Sen. Catherine Cortez Masto (D-Nev.) is introducing legislation aimed at strengthening data privacy protections for American consumers.

The Digital Accountability and Transparency to Advance Privacy Act would apply standards to all data collection, processing, storage and disclosure — including that it only be done for legitimate business or operational purposes.

The legislation would also bar companies from using consumer data in discriminatory ways and from engaging in deceptive data practices.

Consumers would be given the right to request, contest, transfer or delete data collected on them without retribution.

The act would require businesses to let consumers opt out of most personal data collection and require opt-in consent for sensitive information, including health and precise geolocation data. Opt-in consent would also be required for use of data for anything outside of the direct business-to-consumer relationship.

Businesses that collect, store or process data on more than 50,000 people a year would be impacted by the legislation.

Those covered businesses making more than $50 million per year would also be required to designate a privacy protection officer to set standards and train staff. 

“Big technology companies shouldn’t be gathering mountains of consumers’ data without their knowledge and consent,” Cortez Masto said in a statement. 

The Nevada lawmaker’s bill comes as lawmakers have struggled to get a federal privacy standard over the finish line despite years of promises.

It also provides a different angle to remedy some of the biggest issues dogging Big Tech firms like Facebook, now rebranded as Meta, without getting into thorny debates about limiting speech.

Previous data privacy bills have gotten hung up on two key issues: whether federal frameworks should preempt state legislation and if individuals should have the right to sue over violations.

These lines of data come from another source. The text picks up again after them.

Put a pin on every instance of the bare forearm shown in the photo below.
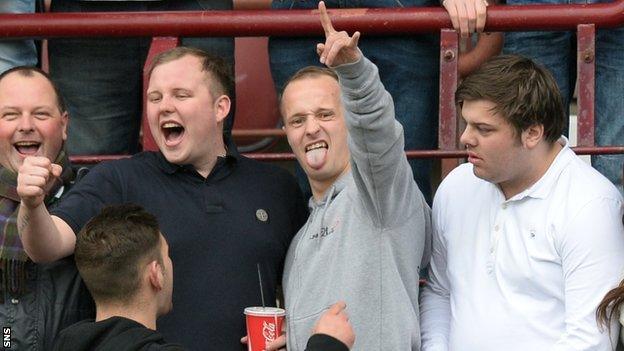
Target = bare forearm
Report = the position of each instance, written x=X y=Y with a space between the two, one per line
x=488 y=45
x=40 y=235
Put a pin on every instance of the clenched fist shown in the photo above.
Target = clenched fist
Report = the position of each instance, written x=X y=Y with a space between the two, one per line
x=35 y=178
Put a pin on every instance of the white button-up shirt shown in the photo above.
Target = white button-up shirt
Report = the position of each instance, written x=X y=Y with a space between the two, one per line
x=525 y=273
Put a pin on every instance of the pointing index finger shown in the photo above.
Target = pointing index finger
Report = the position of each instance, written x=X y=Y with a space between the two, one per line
x=325 y=20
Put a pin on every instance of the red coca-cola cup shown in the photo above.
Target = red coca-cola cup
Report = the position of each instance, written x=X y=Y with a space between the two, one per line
x=264 y=324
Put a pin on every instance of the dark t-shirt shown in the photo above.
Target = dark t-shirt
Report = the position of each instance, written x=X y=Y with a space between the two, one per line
x=218 y=228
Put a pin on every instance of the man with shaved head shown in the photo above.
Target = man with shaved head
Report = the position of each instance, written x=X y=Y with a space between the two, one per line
x=36 y=300
x=222 y=214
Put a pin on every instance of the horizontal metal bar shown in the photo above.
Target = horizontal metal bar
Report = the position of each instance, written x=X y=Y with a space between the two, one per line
x=286 y=156
x=378 y=21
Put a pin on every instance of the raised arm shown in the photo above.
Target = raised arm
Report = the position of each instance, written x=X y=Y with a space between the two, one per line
x=380 y=168
x=468 y=16
x=45 y=238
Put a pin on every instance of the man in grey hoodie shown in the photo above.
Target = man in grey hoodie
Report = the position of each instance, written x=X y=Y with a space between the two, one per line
x=369 y=227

Cortez Masto’s bill cedes some ground to Republicans who opposed letting individuals sue over fears of bogging down businesses in courts, giving enforcement authority to the Federal Trade Commission and state attorneys general.

It does hold the line on preemption though, allowing states to set more rigid frameworks if they so choose. Business groups have long opposed letting a federal framework serve as a floor for data privacy, arguing that letting states add on rules would create a patchwork of requirements that would hamper companies.

Businesses are already required to comply with the California Consumer Privacy Act and Europe’s General Data Protection Regulation, as well as upcoming rules in Virginia and Colorado.